J’ajouterai que je tendais même dans ma classe à supprimer toute correction ostentatoire, marquant parfois au simple crayon noir les fautes à rectifier pour que l’enfant pût corriger lui-même. Partisan indéfectible du travail personnel des élèves, j’ai toujours tout fait pour encourager ceux- ci dans une besogne qui est rarement parfaite certes, mais qui n’a pas besoin des traits rageurs de l’éducateur lorsqu’un élan intérieur pousse les enfants à se perfectionner sans cesse.

Ne pourrait-on encourager les élèves par une note chiffrée? Et pourquoi les encourager ? M. l’I. a-t-il seulement constaté leur découragement ? Et des enfants non stimulés écrivent-ils souvent chez eux des rédactions libres, résolvent-ils le soir, sans qu’on leur en donne, des problèmes qu’ils corrigent eux-mêmes le matin ?

Si j’ai supprimé tout classement dans ma classe, c’est parce que je sais être dans la plus haute et la plus digne tradition pédagogique de tous les véritables éducateurs. Partisan d’une éducation basée sur la Coopération, sur la solidarité et la fraternité, je désapprouve totalement toute compétition scolastique qui ne fait que flatter les sentiments inférieurs de l’enfant.

Mous avons remplacé cette fausse émulation — et M. I’I. oublie de le signaler aussi — par le désir et le besoin de s’exprimer et d’agir, par la collaboration désintéressée de tous les membres du groupe à une œuvre coopérative intéressante, par la participation à un échange intense avec 25 écoles françaises et étrangères.

Il est trop simple — mais un peu simpliste aussi — de me conseiller les vieilles techniques que je n'ignore pas, sans mentionner seulement les réalisations nouvelles que j’ai voulu leur substituer.
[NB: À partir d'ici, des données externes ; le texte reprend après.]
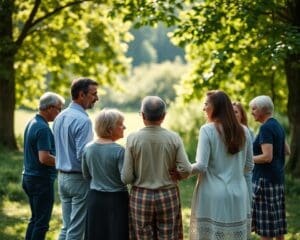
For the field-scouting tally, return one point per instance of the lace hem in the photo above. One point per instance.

L’ organisation de la classe :

Et oui, les élèves se placent où ils veulent dans la classe pourvu que soient respectées certaines nécessités:

a) Les élèves du même groupe doivent être placés dans un même rayon;

b) Un changement de place ne peut se faire que si les élèves intéressés sont consentants de façon à ce que aucune discussion ne puisse en résulter.

c) Ces changements ne doivent pas s’opérer au moment du travail.

Ce faisant je me conforme entièrement aux suggestions de tous les pédagogues d’éducation nouvelle qui prêchent la liberté des enfants pour s’organiser en classe selon leurs affinités, leurs besoins et leurs goûts.

Une classe traditionnelle serait certainement gênée par cette diversité qui choque M. l’I P. Dans ma classe plus individualisée, où le même travail est fait rarement par tous les groupes simultanément, où je favorise au maximum le travail en commun et la collaboration, il est normal que les enfants se groupent à leur gré même s’ils tournent momentanément le dos à la fenêtre.

« L’ordre et le silence indispensables ». L’ordre n’est pas forcément militaire et scolastique. Il est un ordre supérieur qui naît des besoins satisfaits et de l’harmonie entre les membres du groupe ; c’est cet ordre que je recherche et auquel j’ai en partie atteint.

Quant au silence, tous les théoriciens et les praticiens de la pédagogie nouvelle attesteront qu’il ne peut être la norme dans une classe qui veut être active et vivante. Il est faux de dire d’ailleurs que seul le silence est profitable, comme si la mort était la plus sûre préparation à la vie.

M* l’I. m’objecte : Mais si vous aviez 50 à 60 élèves ! Si j’avais 50 à 60 élèves, certes, je ferais peut-être comme mes collègues qui « font de la discipline » parce qu’ils ne peuvent procéder autrement par suite de la surcharge excessive de leur classe, mais regrettent la besogne à laquelle ils sont contraints.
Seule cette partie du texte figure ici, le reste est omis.